What was on the menu? Hot tea, finger sandwiches and cake.
“No men are allowed,” said Georgia War’s Activities Coordinator Kimberly Thomas. “This is one event that we do exclusively for our female veterans to thank them for all they’ve done for us.”
That meant Associate Director Carlton Deese wasn’t supposed to be there, but he only stopped by for a couple of minutes to chat with the residents and take a little friendly ribbing from one of the ladies.
Deese said there are approximately 154 veterans currently living at the nursing home; however, only about a dozen of them are women. That’s why singling them out with special events like the Ladies’ Tea is so important.
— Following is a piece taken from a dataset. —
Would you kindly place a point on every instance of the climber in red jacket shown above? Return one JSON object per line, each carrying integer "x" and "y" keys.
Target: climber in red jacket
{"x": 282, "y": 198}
Mosbey wore a lavender hat and scarf for the occasion. The former flight instructor served in the Air Force for nearly 30 years, alongside her husband, who was also a pilot. Seventy-five-year-old Mosbey said that back when she enlisted, she realized that she should learn to fly, too, so that she could keep up with him.
The Women Airforce Service Pilots (WASP) program was created in August 1943, because of a shortage of male pilots in World War II, according to the Women of World War II website. These female civilian pilots served under military command and flew planes within the U.S., to free up male combat pilots for overseas duty. They had the privileges of officers, but were never formally adopted into the Army Air Force. However, in November 1977, President Carter signed a bill granting WWII veterans’ status for former WASPs.
Sipping tea at the table on Mosbey’s left and draped in a yellow floral scarf was Vera Molini, 93, who served in the Navy. The WAVES (Women Accepted for Volunteer Emergency Service) program was created in August 1942 in response to the need for additional military personnel during World War II. From the very beginning, the WAVES were an official part of the Navy, and its members held the same rank and ratings as male personnel.
Pauline Walker, 82, was clothed in shades of red, which included a garnet-colored carnation headband and a crimson shirt and scarf. Walker served as a secretary in the Army during the war.
Perhaps the most articulate of the ladies at the tea party was Ruby Kleinrath, 93. Army Nurse Corps veterans like Kleinrath worked close to the front lines in WW II, serving in field hospitals and evacuation hospitals, on hospital trains and ships, and as flight nurses on medical transport planes. The skill and dedication of these nurses contributed to lower post-injury mortality rates among American military forces in every theater of the war, according to the website.
In all, nine veterans were gathered around the table in the first-floor cafeteria for the Ladies’ Tea on Sept. 23. Organizers piped in music from the 1940s and ’50s through a CD player to create a more nostalgic event. They also helped each resident create fall decorations for their doors, by attaching autumn leaves and miniature scarecrows to grapevine wreaths.
The Georgia War Veterans Nursing Home, or what many refer to fondly as the “Blue Goose,” is a 192-bed skilled nursing facility owned by the Georgia Department of Veterans Service and operated by Georgia Regents University. Throughout its 45-year history of serving the veteran community, Georgia War Veterans Nursing Home has placed a strong emphasis on ensuring that the individual needs of every veteran patient are met.
The home was recently ranked in the nation’s top 15 percent of senior health care providers for patient satisfaction by Pinnacle Quality Insight.